One of the concerning changes since the last survey is that the percentage of 8th graders who believe there is great risk in using marijuana has declined from 53 to 48 percent. Since marijuana is now more visible in communities with advertising and retail stores, state and community organizations and schools have increased education and prevention efforts to discourage underage use. These efforts may be helping to prevent an increase in use, with 17 percent of 10th graders reporting use in the past month, which has not changed since 2014.

Preventing underage drinking has long been a statewide priority, and alcohol use by 10th graders has dropped by 12 percentage points since 2006. However, the number of students who use alcohol has not changed since 2014. In 2016, one out of five 10th graders (a total of about 16,737 students) drank alcohol in the past month. Alcohol plays a significant role in all three leading causes of death among youth: injuries, suicides and homicides.

The number of teens who said they drove a car after using alcohol or marijuana is cause for alarm. More than half (51 percent) of the 12th graders who reported marijuana use in the past 30 days said they had driven within three hours of using marijuana.

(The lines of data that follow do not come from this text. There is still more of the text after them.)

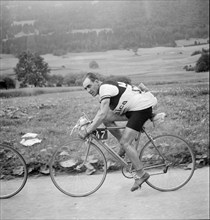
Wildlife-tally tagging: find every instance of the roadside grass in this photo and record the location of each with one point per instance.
(53, 115)
(35, 91)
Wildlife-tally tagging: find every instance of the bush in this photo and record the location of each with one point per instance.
(196, 52)
(93, 65)
(202, 64)
(8, 82)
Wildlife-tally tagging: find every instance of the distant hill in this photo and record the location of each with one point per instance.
(76, 26)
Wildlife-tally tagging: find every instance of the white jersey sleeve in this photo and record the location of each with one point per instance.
(107, 91)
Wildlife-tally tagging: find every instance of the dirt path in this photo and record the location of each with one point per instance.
(41, 200)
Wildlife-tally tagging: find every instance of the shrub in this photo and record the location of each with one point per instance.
(7, 82)
(93, 65)
(196, 52)
(202, 65)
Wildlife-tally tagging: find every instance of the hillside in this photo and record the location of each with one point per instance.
(79, 26)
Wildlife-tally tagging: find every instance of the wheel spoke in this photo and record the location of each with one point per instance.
(78, 169)
(178, 155)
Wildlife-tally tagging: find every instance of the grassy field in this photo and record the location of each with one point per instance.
(184, 96)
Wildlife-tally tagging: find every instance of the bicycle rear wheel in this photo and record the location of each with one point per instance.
(175, 170)
(13, 172)
(78, 168)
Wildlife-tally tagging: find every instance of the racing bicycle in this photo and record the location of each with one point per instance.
(79, 167)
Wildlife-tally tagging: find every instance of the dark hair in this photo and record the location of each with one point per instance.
(91, 76)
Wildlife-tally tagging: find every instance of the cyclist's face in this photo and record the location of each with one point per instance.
(91, 87)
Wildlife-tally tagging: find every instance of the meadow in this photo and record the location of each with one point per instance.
(183, 96)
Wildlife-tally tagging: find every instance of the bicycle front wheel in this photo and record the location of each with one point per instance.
(13, 172)
(78, 168)
(170, 164)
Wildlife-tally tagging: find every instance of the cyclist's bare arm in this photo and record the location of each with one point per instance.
(143, 87)
(100, 116)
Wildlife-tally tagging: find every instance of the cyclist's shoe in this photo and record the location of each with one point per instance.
(139, 181)
(121, 153)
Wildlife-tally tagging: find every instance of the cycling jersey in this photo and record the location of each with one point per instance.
(125, 97)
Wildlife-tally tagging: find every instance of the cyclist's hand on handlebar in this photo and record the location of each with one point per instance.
(83, 133)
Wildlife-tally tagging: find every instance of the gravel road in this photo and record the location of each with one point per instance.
(40, 199)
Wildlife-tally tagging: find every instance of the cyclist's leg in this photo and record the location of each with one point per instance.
(133, 127)
(110, 122)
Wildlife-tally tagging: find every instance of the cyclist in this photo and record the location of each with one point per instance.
(121, 102)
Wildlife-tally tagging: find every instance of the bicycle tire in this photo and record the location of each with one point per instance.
(180, 159)
(74, 177)
(13, 172)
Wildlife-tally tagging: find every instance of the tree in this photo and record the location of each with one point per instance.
(32, 69)
(202, 65)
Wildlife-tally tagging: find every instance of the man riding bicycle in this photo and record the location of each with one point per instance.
(121, 102)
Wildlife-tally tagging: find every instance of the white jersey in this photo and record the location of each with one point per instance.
(125, 97)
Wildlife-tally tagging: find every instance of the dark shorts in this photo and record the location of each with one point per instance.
(136, 119)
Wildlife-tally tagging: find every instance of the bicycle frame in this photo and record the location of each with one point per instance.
(99, 143)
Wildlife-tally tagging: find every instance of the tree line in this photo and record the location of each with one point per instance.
(32, 70)
(132, 25)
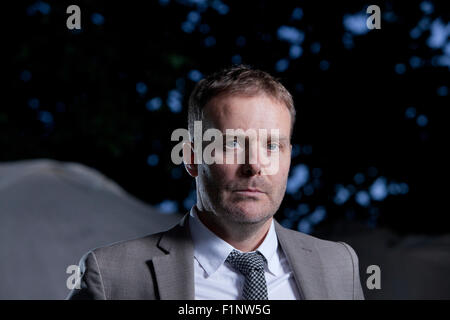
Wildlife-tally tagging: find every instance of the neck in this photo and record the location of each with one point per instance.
(244, 237)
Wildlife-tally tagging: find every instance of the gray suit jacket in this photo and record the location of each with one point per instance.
(161, 266)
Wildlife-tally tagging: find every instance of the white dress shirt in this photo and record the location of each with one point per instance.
(215, 279)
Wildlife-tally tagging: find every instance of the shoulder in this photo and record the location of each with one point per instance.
(328, 250)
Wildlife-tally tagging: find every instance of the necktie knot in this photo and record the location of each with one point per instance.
(246, 262)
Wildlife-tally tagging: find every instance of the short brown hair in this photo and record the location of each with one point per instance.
(236, 80)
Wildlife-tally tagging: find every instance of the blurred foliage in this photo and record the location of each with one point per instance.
(110, 95)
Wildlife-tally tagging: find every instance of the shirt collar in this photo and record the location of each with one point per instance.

E-cigarette/vapor product use significantly dropped from 2014 to 2016, but remains a concern because of its prevalence and association with other tobacco and substance use. E-cigarette use in the past month among 10th graders dropped from 18 percent in 2014 to 13 percent in 2016. Over twice as many 10th graders reported vaping (13 percent) as smoking cigarettes (6 percent), and 65 percent of 10th graders who vaped reported using marijuana.

“Growing up is difficult. The issues facing our youth today are big and have serious life consequences. Parents, teachers and agencies all help guide youth when facing these challenges” said Pat Lashway, Acting Secretary for DSHS. “This information will help the ’helpers’ drive home the true impact of drugs on the young developing brains before it’s too late.” Because the teen brain is still developing, alcohol and other drug use can cause more severe and permanent damage compared to those who start using at age 21 and older. National data identifies the risks such as poor grades and not graduating, due to problems with memory and concentration; serious injuries and death from driving under the influence; unwanted and/or unplanned sexual activity; addiction; depression and anxiety with long-term use.

Parents and guardians are the number one influence on children’s decisions about alcohol and other drugs. All adults can help teens avoid the negative consequences of substance use by talking with them early and often about the risks, locking up any alcohol, marijuana or prescription drugs in the home, reminding them that most of their peers are making healthy choices, and having clear rules and consequences to discourage use. Visit for proven tips on how to talk, monitor and bond with teens. For more information about the survey, including other results and fact sheets, visit the HYS website.

Washington state is recognized nationally as a leader in supporting evidence-based prevention practices and collaborating with community-based prevention organizations. Survey results for mental health, nutrition, physical activity and school engagement will be analyzed and released over the next few months.

The survey is a collaborative effort between DSHS and the Department of Health (DOH), the Office of Superintendent of Public Instruction (OSPI) and the Liquor and Cannabis Board (LCB). The results provide state and local organizations with needed information to plan, implement and evaluate publicly funded programs.